The Arduino is all wired, setup and plugged in to your PC’s serial port.
Next get the source code of the C# Sender Application from my Github Repo.
I’m using the SolidSoils Arduino Library from Github – which covers basic FIRMATA connectivity from within C#. On top of it I’ve implemented support for the NeoPixel LED Strip specific commands. This is through the class NeoPixelArduinoSession, that implements INeoPixelProtocol:
public interface INeoPixelProtocol
void Init(IEnumerable<Strip> strips);
void SetPixel(byte address, int color);
void SetColor(int color);
The ScreenRipper project then does the rest…
- ScreenshotColorScanner: Has a timer that constantly takes the screenshot. It then crops black borders and “pixelates” / down samples the colors. At the end an event is fired.
- ArduinoLcdColorWriter: Listens to the event and sends the colors via INeoPixelProtocol to the Arduino.
- DebugColorWriter: Creates the pixelated preview image shown above called “screen.png”– which can be helpful for debugging.
Now.. Compile & RUN the Knom.AmbiLight.ScreenRipper.exe.

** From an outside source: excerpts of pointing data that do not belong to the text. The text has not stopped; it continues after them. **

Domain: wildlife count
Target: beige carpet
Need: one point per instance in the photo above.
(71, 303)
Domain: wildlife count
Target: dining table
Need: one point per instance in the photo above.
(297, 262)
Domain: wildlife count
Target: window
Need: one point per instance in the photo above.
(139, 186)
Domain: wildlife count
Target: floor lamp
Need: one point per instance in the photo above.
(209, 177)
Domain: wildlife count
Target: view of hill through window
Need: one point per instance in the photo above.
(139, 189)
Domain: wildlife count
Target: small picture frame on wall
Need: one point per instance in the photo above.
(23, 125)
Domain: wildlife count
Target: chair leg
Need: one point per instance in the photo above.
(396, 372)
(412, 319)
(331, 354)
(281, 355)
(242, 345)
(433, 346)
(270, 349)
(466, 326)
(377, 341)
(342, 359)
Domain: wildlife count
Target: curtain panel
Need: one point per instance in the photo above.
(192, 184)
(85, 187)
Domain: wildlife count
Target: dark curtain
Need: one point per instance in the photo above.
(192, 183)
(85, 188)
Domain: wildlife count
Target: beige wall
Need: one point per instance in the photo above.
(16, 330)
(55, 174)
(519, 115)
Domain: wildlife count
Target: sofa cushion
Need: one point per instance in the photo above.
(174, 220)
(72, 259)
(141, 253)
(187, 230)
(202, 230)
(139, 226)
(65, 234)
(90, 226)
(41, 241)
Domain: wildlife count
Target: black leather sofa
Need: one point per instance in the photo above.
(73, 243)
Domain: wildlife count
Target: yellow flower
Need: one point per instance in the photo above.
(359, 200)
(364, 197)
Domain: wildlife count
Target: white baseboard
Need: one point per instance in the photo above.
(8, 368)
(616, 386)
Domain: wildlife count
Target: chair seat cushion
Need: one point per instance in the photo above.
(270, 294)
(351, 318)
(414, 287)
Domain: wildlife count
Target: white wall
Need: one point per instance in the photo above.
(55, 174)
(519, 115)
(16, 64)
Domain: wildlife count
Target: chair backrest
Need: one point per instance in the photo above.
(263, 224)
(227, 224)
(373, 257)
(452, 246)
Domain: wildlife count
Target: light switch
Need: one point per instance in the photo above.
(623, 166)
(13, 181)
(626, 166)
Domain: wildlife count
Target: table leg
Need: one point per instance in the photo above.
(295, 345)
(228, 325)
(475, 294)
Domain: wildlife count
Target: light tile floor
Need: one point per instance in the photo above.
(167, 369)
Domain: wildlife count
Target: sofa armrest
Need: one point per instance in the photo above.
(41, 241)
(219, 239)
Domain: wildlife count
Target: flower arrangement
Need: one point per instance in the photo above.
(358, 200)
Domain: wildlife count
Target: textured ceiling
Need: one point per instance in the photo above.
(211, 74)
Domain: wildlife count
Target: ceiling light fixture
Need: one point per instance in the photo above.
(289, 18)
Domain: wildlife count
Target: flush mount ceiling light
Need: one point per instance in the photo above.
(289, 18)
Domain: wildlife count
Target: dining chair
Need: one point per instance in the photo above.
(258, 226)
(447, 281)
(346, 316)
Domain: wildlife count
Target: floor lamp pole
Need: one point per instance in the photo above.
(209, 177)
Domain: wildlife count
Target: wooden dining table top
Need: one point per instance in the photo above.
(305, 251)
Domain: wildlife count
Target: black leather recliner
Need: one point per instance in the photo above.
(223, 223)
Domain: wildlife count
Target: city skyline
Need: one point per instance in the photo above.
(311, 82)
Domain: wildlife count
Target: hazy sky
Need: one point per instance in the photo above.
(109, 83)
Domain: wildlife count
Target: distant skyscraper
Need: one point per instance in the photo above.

A little Icon will show up in your taskbar tray.
Double clicking on it will toggle visibility of the preview bitmap – screen.png on your screen.
Also you can open Knom.AmbiLight.ScreenRipper.exe.config and fine-tune some of the settings being used..
<add key="debugImages" value="true"/>
<add key="interval" value="500"/>
<add key="xPixels" value="60"/>
<add key="yPixels" value="45"/>
<add key="scanPixelSteps" value="2"/>
<add key="scanMinColorThreshold" value="25"/>
<add key="scanMarginRatio" value ="0.2"/>
<add key="comPort" value="auto"/>
<add key="comBaudRate" value="9600"/>
|debugImages||Turn the screeen.png debug image on/off|
|interval||The capturing interval for the screenshot in milliseconds.|
|xPixels||How many LEDS/Pixels do you have on the X Axis (count!)|
|yPixels||How my Pixels on the Y-Axis.
The overall Pixels is X-Axis + Y-Axis * 2
E.g. in sample case a 150 LEDs strip
|scanPixelSteps||Make down sampling faster, by skipping every N pixels.
Default is 2.
|scanMinColorThreshold||If the color has less than N as a value, it’s going to be left 0. This is to brighten up colors.|
|scanMarginRatio||What’s the percentage of the screen that’s considered as the relevant margin for the color calculation.
Default: 0.2 = 20%
|comPort||By default all Com Ports will be searched for.
You can also set it to e.g. Com3 explicitly.
|comBaudRate||Only change this, if you also modified the FIRMATA.
Enjoy your ready to use Ambient Lighting!